Clovis Rossi*
A esquerda passou a maior parte do século passado prevendo a iminente "crise final do capitalismo". Aí veio a "crise final do comunismo" e o alerta, naturalmente, perdeu qualquer sentido.
Eis que ele ressurge agora, no bojo da crise econômica, exposto no mais insuspeito dos lugares -o "Financial Times", bíblia do capitalismo- e pela voz de alguém igualmente insuspeito, pela posição que ocupa. Trata-se de George Magnus, conselheiro econômico-sênior do UBS, o banco suíço que é também ícone do capitalismo.
"O modelo econômico que conduziu o longo 'boom' dos anos 80 a 2008 quebrou. A crise financeira de 2008/09 legou uma crise do capitalismo única em uma geração, cujas pegadas podem ser encontradas em disseminados desafios à ordem política, e não apenas nas economias desenvolvidas", escreveu Magnus.
O texto explica que se trata de uma crise do capitalismo "porque nosso modelo econômico e a definição de políticas não podem produzir crescimento sustentável, adequada formação de renda ou criação de emprego". São, como é óbvio, as três coisas para as quais serve o capitalismo.
Magnus põe números indiscutíveis para calçar sua ousada afirmação. Exemplo: o nível de emprego nos EUA não é maior hoje do que era em 2004. O grave é que, mesmo diante de evidências tão contundentes, os líderes políticos insistem em medidas que inibem crescimento sustentável, adequada formação de renda ou criação de emprego, os tais três pilares que justificam o capitalismo. Basta lembrar a Grécia, que acaba de dar mais uma machadada nesses pilares, ao inventar uma taxa extra no seu IPTU, que pode chegar a € 10 por metro quadrado para imóveis maiores. É escandalosamente óbvio que, com esse novo aperto, sobrará menos dinheiro para consumir/investir, o que só fará agravar a recessão, já estimulada pelo brutal ajuste imposto para que a Grécia receba ajuda europeia e escape do inescapável, o calote de sua dívida. A contração foi de 8,1% no primeiro trimestre e de 7,3% no segundo. Para o total do ano, a previsão agora é de menos 5,3% contra os 3,8% antecipados faz apenas quatro meses.
Alguma surpresa em que haja na Grécia, como escreveu Magnus, "disseminados desafios à ordem política"? Surpresa, na verdade, só com a tardia descoberta do ministro alemão de Economia, Philipp Rösler, de que, "para estabilizar o euro, não pode mais haver tabus. O que deve incluir, se necessário, uma quebra bem organizada da Grécia", escreveu para o "Die Welt".
Em março, o economista-chefe do Deutsche Bank, em conversa informal com um grupo de jornalistas estrangeiros, inclusive este repórter, já dizia que a maneira de enfrentar a crise grega era um corte - que imaginava então de uns 30% - na dívida pública grega.

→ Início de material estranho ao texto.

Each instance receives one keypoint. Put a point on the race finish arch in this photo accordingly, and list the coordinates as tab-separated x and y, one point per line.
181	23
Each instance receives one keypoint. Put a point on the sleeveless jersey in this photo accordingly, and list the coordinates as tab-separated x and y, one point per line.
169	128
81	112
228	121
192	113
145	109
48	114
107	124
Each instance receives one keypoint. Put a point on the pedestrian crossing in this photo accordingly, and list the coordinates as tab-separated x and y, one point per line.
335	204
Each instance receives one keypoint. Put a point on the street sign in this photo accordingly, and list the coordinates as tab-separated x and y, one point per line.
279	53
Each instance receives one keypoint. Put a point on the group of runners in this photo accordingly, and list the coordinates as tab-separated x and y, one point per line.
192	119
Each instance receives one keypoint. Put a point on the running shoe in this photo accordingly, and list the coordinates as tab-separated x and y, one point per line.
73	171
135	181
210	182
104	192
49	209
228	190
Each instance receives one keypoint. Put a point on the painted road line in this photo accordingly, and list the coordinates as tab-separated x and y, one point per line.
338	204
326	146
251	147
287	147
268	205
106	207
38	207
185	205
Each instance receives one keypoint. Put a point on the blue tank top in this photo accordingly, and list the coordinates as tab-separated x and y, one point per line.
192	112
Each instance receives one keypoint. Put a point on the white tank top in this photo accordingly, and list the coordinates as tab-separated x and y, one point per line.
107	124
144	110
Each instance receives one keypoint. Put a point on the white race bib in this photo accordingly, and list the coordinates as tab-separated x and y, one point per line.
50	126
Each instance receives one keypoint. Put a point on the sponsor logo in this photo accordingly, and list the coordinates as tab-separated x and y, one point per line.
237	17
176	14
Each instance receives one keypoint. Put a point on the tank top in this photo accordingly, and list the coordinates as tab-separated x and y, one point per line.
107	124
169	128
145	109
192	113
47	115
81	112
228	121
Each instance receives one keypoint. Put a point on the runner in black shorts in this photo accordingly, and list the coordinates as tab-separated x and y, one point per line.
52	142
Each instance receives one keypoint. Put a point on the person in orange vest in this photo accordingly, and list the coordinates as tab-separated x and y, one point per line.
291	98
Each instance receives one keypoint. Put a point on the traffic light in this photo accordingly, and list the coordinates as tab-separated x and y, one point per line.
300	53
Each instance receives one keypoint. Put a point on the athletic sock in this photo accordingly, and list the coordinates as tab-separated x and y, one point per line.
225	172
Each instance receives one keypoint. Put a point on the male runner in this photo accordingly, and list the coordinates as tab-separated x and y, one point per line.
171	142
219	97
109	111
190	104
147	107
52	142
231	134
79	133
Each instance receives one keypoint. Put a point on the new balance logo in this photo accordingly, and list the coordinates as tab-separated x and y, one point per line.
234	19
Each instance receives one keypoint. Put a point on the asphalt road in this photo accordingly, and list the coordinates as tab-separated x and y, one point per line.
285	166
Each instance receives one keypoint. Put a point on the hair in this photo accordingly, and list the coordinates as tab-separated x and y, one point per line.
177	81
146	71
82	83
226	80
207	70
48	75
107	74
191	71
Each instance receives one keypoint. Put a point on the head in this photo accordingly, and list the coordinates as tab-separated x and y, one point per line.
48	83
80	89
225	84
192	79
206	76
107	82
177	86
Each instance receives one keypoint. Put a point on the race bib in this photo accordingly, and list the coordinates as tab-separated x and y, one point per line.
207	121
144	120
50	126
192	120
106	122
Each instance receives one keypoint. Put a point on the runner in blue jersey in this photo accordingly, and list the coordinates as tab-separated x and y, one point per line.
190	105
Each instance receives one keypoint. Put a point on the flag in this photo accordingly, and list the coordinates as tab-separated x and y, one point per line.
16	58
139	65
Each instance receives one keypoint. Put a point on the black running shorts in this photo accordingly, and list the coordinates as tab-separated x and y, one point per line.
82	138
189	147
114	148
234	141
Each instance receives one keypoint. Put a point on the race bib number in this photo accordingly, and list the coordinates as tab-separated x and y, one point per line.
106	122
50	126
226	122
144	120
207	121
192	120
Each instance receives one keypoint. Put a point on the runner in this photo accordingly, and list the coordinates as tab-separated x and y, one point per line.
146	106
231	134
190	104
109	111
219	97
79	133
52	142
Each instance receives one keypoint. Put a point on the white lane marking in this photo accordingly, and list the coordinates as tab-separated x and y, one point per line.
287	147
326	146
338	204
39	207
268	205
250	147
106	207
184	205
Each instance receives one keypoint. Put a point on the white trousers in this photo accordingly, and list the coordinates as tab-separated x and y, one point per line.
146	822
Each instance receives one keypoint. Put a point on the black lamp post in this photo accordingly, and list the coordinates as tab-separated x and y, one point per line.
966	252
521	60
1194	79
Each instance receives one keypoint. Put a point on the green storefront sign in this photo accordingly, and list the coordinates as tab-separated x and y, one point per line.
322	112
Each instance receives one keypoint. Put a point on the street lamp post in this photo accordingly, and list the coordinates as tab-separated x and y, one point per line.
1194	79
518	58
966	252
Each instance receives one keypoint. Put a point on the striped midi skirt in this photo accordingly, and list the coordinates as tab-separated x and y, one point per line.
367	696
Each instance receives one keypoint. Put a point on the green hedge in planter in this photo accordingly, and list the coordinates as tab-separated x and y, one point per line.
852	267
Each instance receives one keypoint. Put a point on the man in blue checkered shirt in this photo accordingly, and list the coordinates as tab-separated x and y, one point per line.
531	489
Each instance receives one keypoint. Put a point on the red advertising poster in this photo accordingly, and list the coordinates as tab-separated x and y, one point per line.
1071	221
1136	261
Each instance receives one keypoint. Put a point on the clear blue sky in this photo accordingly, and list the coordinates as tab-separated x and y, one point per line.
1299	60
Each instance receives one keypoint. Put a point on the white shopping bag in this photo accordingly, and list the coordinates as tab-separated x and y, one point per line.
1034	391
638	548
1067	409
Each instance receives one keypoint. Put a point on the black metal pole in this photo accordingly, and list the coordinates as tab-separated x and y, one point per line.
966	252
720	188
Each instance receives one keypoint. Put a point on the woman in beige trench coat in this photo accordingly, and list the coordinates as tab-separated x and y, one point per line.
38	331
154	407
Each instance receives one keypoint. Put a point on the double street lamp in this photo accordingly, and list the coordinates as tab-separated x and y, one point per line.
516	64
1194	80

É óbvio que calote, parcial ou total, organizado ou desorganizado, não vai resolver por si só nem a crise grega nem a crise mais abrangente do capitalismo. Mas, sem ele, tudo indica que esse inoxidável Freddy Krueger econômico que é a instabilidade nos mercados continuará assombrando o mundo e tornando o que era tabu em pauta obrigatória também para outros países.